Safe Haskell | None |
---|
A histogram with an exponentially decaying reservoir produces quantiles which are representative of (roughly) the last five minutes of data. It does so by using a forward-decaying priority reservoir with an exponential weighting towards newer data. Unlike the uniform reservoir, an exponentially decaying reservoir represents recent data, allowing you to know very quickly if the distribution of the data has changed.
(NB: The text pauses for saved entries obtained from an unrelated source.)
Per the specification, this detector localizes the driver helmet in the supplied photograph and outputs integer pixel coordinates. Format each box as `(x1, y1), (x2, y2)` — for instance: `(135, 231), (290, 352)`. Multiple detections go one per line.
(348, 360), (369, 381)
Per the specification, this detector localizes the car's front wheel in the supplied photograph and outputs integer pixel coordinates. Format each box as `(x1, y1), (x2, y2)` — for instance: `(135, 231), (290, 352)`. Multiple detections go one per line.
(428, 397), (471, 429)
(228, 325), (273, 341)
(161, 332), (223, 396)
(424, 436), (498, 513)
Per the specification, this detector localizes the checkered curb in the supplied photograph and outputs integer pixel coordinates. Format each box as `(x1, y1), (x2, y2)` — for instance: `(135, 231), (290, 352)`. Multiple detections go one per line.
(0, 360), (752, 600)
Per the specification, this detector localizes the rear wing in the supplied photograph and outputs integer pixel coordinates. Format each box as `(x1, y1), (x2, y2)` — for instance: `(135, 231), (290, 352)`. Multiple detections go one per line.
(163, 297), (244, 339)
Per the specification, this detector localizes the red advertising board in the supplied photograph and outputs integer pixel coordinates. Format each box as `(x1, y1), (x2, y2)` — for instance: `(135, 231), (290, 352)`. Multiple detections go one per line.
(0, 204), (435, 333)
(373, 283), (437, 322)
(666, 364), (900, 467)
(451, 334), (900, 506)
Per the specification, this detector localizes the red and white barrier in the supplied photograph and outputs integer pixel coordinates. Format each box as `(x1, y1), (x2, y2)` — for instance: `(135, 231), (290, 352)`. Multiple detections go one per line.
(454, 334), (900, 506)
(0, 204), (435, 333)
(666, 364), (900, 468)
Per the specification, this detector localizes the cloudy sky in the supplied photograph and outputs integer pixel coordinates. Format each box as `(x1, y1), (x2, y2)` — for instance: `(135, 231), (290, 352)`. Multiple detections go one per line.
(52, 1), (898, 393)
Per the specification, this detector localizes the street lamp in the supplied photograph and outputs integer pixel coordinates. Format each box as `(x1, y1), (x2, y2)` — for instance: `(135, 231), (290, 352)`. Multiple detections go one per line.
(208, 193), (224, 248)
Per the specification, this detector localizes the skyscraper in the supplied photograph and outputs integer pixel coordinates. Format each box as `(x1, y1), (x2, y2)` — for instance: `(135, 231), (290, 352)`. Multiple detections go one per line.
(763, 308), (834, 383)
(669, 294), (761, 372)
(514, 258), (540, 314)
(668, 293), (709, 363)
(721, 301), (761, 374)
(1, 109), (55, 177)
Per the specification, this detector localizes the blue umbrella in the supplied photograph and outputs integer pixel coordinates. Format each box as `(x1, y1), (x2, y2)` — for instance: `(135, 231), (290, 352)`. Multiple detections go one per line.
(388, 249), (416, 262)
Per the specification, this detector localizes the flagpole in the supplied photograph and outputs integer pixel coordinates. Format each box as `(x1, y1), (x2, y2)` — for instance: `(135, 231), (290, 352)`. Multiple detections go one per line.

Timers use histograms with exponentially decaying reservoirs by default.
- data ExponentiallyDecayingReservoir
- standardReservoir :: NominalDiffTime -> Seed -> Reservoir
- reservoir :: Double -> Int -> NominalDiffTime -> Seed -> Reservoir
- clear :: NominalDiffTime -> ExponentiallyDecayingReservoir -> ExponentiallyDecayingReservoir
- size :: ExponentiallyDecayingReservoir -> Int
- snapshot :: ExponentiallyDecayingReservoir -> Snapshot
- rescale :: Word64 -> ExponentiallyDecayingReservoir -> ExponentiallyDecayingReservoir
- update :: Double -> NominalDiffTime -> ExponentiallyDecayingReservoir -> ExponentiallyDecayingReservoir
Documentation
data ExponentiallyDecayingReservoir Source
A forward-decaying priority reservoir
standardReservoir :: NominalDiffTime -> Seed -> ReservoirSource
An exponentially decaying reservoir with an alpha value of 0.015 and a 1028 sample cap.
This offers a 99.9% confidence level with a 5% margin of error assuming a normal distribution, and an alpha factor of 0.015, which heavily biases the reservoir to the past 5 minutes of measurements.
:: Double | alpha value |
-> Int | max reservoir size |
-> NominalDiffTime | creation time for the reservoir |
-> Seed | |
-> Reservoir |
Create a reservoir with a custom alpha factor and reservoir size.
clear :: NominalDiffTime -> ExponentiallyDecayingReservoir -> ExponentiallyDecayingReservoirSource
Reset the reservoir
size :: ExponentiallyDecayingReservoir -> IntSource
Get the current size of the reservoir.
snapshot :: ExponentiallyDecayingReservoir -> SnapshotSource
Get a snapshot of the current reservoir
rescale :: Word64 -> ExponentiallyDecayingReservoir -> ExponentiallyDecayingReservoirSource
"A common feature of the above techniques—indeed, the key technique that allows us to track the decayed weights efficiently – is that they maintain counts and other quantities based on g(ti − L), and only scale by g(t − L) at query time. But while g(ti −L)/g(t−L) is guaranteed to lie between zero and one, the intermediate values of g(ti − L) could become very large. For polynomial functions, these values should not grow too large, and should be effectively represented in practice by floating point values without loss of precision. For exponential functions, these values could grow quite large as new values of (ti − L) become large, and potentially exceed the capacity of common floating point types. However, since the values stored by the algorithms are linear combinations of g values (scaled sums), they can be rescaled relative to a new landmark. That is, by the analysis of exponential decay in Section III-A, the choice of L does not affect the final result. We can therefore multiply each value based on L by a factor of exp(−α(L′ − L)), and obtain the correct value as if we had instead computed relative to a new landmark L′ (and then use this new L′ at query time). This can be done with a linear pass over whatever data structure is being used."
:: Double | new sample value |
-> NominalDiffTime | time of update |
-> ExponentiallyDecayingReservoir | |
-> ExponentiallyDecayingReservoir |
Insert a new sample into the reservoir. This may cause old sample values to be evicted based upon the probabilistic weighting given to the key at insertion time.